Here are the results, sorted by five year-stretch.
|Player||Best 2-yr WAR||Years||Best 5-yr WAR||Years|
|Ted Williams||21.2||1941-42||50.4||1941-42, 1946-48|
|Ken Griffey Jr.||18.8||1996-97||37.7||1993-97|
|Shoeless Joe Jackson||18.8||1911-12||34.4||1911-15|
(Two notes about that table. First, while this does show Babe Ruth’s greatest five-year stretch, he actually had two separate five-year stretches over 50 WAR. No overlapping years or anything. That’s absurd. Secondly, I included Ted Williams’s five-year stretch even though it was broken up by his service in World War II.)
Morgan did not have the longevity of some of these players, and that matters. But remember, these are the best five-year stretches for these great players. If they were applying for a job and were asked for their best five clips rather than the entirety of their work, this is what they’d show.
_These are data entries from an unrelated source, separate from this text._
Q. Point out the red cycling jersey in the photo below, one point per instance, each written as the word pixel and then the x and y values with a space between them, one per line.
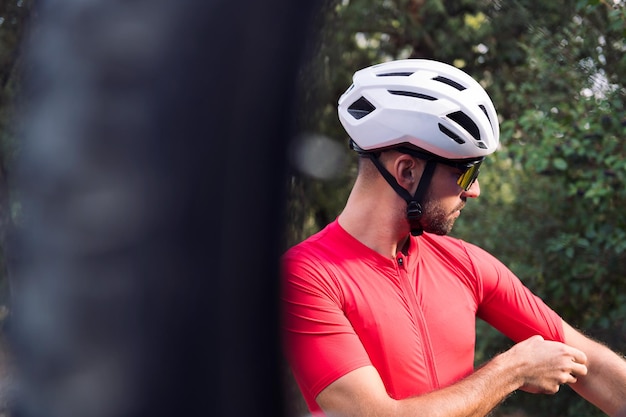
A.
pixel 413 318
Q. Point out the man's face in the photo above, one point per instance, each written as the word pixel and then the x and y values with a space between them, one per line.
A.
pixel 445 200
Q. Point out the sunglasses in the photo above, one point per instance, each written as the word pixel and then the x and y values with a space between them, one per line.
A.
pixel 469 168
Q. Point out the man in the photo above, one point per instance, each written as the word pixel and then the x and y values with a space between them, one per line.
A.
pixel 380 306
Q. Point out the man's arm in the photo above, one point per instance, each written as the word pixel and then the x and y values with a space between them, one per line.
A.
pixel 605 383
pixel 535 365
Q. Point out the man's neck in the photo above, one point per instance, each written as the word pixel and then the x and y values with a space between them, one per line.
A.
pixel 372 222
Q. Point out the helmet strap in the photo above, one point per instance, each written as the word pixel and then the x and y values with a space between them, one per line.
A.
pixel 413 202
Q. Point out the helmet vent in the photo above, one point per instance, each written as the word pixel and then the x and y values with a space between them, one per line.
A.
pixel 412 94
pixel 466 122
pixel 361 108
pixel 485 111
pixel 395 74
pixel 452 135
pixel 449 82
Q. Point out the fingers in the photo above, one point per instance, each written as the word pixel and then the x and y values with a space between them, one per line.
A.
pixel 550 364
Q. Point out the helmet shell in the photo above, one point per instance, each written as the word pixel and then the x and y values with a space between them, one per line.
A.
pixel 428 104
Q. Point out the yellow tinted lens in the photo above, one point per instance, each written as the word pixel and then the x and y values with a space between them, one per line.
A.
pixel 467 178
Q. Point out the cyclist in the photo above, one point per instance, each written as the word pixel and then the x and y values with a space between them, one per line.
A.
pixel 380 306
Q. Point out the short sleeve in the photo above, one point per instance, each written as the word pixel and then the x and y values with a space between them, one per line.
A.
pixel 508 305
pixel 319 342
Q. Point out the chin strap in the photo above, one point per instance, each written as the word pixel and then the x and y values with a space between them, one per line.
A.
pixel 413 202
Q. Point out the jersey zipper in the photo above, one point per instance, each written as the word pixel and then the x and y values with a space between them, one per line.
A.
pixel 410 289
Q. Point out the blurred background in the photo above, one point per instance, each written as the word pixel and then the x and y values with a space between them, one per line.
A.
pixel 551 198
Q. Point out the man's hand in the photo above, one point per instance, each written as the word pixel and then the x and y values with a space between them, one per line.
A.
pixel 545 365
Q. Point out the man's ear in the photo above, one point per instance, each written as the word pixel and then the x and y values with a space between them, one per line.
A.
pixel 408 170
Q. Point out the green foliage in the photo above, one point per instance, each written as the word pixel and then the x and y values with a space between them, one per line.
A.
pixel 552 197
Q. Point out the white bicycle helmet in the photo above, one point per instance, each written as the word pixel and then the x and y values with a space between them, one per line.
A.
pixel 428 104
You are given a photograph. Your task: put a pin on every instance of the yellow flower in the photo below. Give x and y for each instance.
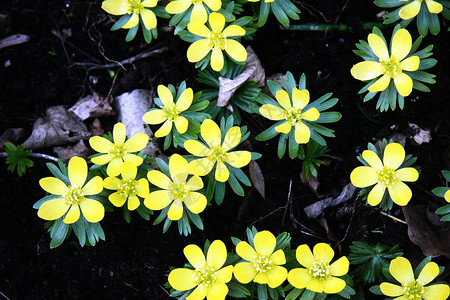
(292, 113)
(208, 278)
(198, 13)
(385, 175)
(170, 112)
(127, 187)
(217, 153)
(216, 40)
(73, 195)
(176, 191)
(318, 274)
(390, 67)
(119, 151)
(135, 8)
(412, 9)
(263, 265)
(411, 288)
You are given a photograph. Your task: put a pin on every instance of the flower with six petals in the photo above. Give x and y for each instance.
(216, 153)
(119, 151)
(411, 288)
(170, 111)
(318, 274)
(136, 8)
(292, 113)
(176, 191)
(208, 278)
(263, 265)
(73, 196)
(128, 188)
(389, 67)
(216, 40)
(385, 175)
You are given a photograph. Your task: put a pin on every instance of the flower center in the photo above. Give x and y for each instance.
(387, 176)
(217, 39)
(413, 290)
(170, 112)
(217, 154)
(73, 195)
(127, 187)
(117, 150)
(204, 275)
(391, 67)
(178, 191)
(262, 263)
(319, 269)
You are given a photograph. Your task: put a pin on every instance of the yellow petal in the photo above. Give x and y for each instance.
(394, 155)
(381, 84)
(195, 202)
(411, 10)
(271, 112)
(148, 18)
(363, 177)
(404, 84)
(216, 21)
(410, 64)
(323, 252)
(176, 210)
(284, 100)
(157, 200)
(119, 133)
(217, 254)
(117, 199)
(366, 70)
(376, 194)
(339, 267)
(137, 142)
(159, 179)
(53, 209)
(93, 211)
(235, 50)
(93, 187)
(99, 144)
(304, 256)
(400, 268)
(391, 290)
(182, 279)
(178, 6)
(378, 46)
(244, 272)
(302, 133)
(244, 250)
(299, 278)
(200, 167)
(53, 185)
(300, 98)
(239, 159)
(265, 242)
(433, 6)
(217, 59)
(77, 171)
(285, 127)
(222, 174)
(333, 285)
(181, 124)
(73, 215)
(164, 129)
(211, 133)
(276, 276)
(194, 255)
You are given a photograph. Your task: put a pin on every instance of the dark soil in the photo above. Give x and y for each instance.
(53, 68)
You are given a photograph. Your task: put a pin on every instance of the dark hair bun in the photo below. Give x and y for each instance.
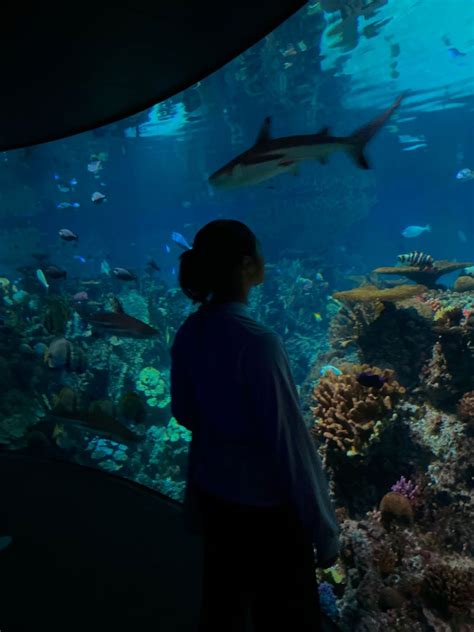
(211, 266)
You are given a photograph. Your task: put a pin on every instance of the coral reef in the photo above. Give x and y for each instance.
(396, 507)
(426, 276)
(154, 386)
(466, 407)
(371, 293)
(407, 488)
(349, 416)
(464, 284)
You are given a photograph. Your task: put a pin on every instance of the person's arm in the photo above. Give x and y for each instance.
(282, 429)
(181, 390)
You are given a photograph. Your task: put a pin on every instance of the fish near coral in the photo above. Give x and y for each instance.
(58, 354)
(416, 259)
(371, 380)
(61, 354)
(118, 323)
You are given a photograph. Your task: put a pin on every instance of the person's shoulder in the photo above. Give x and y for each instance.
(184, 330)
(263, 341)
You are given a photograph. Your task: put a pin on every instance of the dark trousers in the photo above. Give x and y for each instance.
(258, 566)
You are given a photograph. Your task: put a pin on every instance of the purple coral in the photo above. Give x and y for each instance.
(406, 488)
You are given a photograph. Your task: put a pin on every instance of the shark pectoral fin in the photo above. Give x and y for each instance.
(264, 134)
(357, 153)
(291, 166)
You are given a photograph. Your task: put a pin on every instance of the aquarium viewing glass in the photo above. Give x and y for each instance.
(369, 283)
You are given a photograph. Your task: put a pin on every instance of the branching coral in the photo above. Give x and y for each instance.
(152, 383)
(349, 416)
(449, 591)
(351, 321)
(371, 293)
(427, 276)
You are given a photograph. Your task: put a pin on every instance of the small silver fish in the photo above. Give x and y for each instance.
(416, 259)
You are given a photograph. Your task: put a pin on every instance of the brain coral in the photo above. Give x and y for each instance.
(349, 416)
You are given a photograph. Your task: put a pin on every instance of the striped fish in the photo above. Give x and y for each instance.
(416, 259)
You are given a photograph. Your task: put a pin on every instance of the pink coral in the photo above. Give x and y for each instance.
(407, 488)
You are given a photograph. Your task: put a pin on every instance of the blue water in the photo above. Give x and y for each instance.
(155, 179)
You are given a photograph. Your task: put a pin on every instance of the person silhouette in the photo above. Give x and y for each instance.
(256, 491)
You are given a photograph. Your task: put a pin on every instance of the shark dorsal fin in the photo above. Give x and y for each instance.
(264, 134)
(116, 305)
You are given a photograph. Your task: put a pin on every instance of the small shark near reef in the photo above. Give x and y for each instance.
(270, 157)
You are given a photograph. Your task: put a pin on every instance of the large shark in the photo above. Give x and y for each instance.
(270, 157)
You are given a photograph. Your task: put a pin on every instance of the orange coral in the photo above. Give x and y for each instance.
(370, 293)
(350, 416)
(427, 276)
(464, 284)
(395, 506)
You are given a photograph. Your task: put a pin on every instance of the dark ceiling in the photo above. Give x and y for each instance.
(71, 68)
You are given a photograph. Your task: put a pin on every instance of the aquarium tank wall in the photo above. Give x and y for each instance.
(360, 187)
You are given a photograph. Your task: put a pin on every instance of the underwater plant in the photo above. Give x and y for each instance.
(348, 416)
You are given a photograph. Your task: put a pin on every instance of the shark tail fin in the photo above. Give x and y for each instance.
(359, 139)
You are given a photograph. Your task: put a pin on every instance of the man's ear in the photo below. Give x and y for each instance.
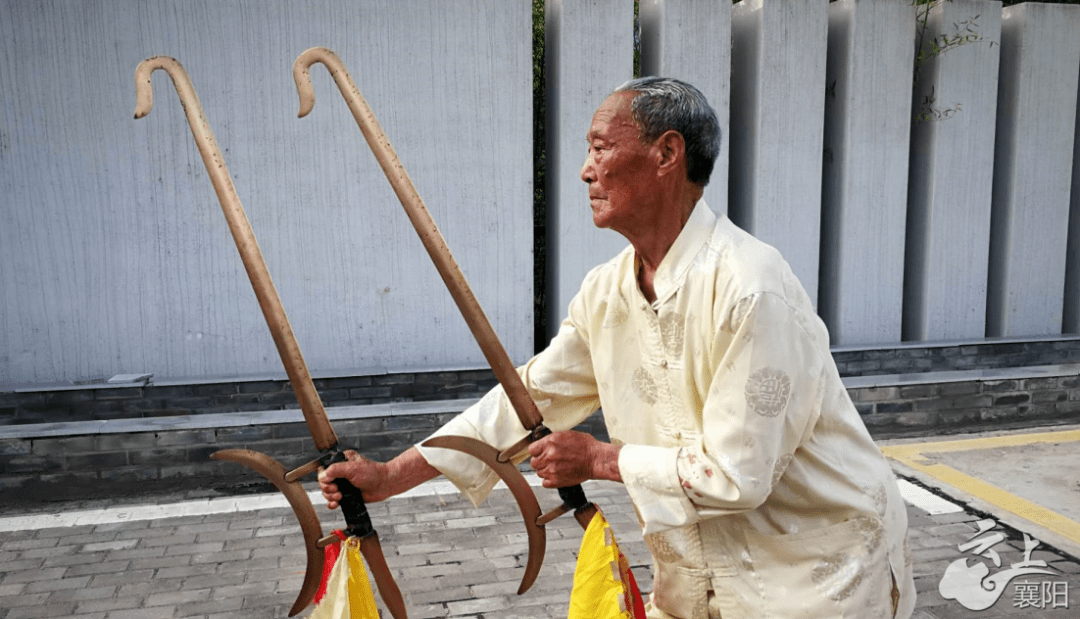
(671, 151)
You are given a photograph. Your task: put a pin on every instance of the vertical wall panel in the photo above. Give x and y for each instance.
(1033, 169)
(691, 40)
(867, 119)
(777, 110)
(589, 53)
(1071, 309)
(952, 173)
(115, 256)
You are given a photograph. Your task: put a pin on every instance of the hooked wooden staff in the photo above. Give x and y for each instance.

And in that case, the interviewer would see that Morgan topped the five year stretches of Gehrig, Musial, Cobb, Foxx, and Yastrzemski. He’s tied with Mantle and within shouting distance of Williams, Hornsby, and Wagner. These are the best years of their careers, and Morgan is right there among guys he’s rarely mentioned with—the games’s greatest and most celebrated legends.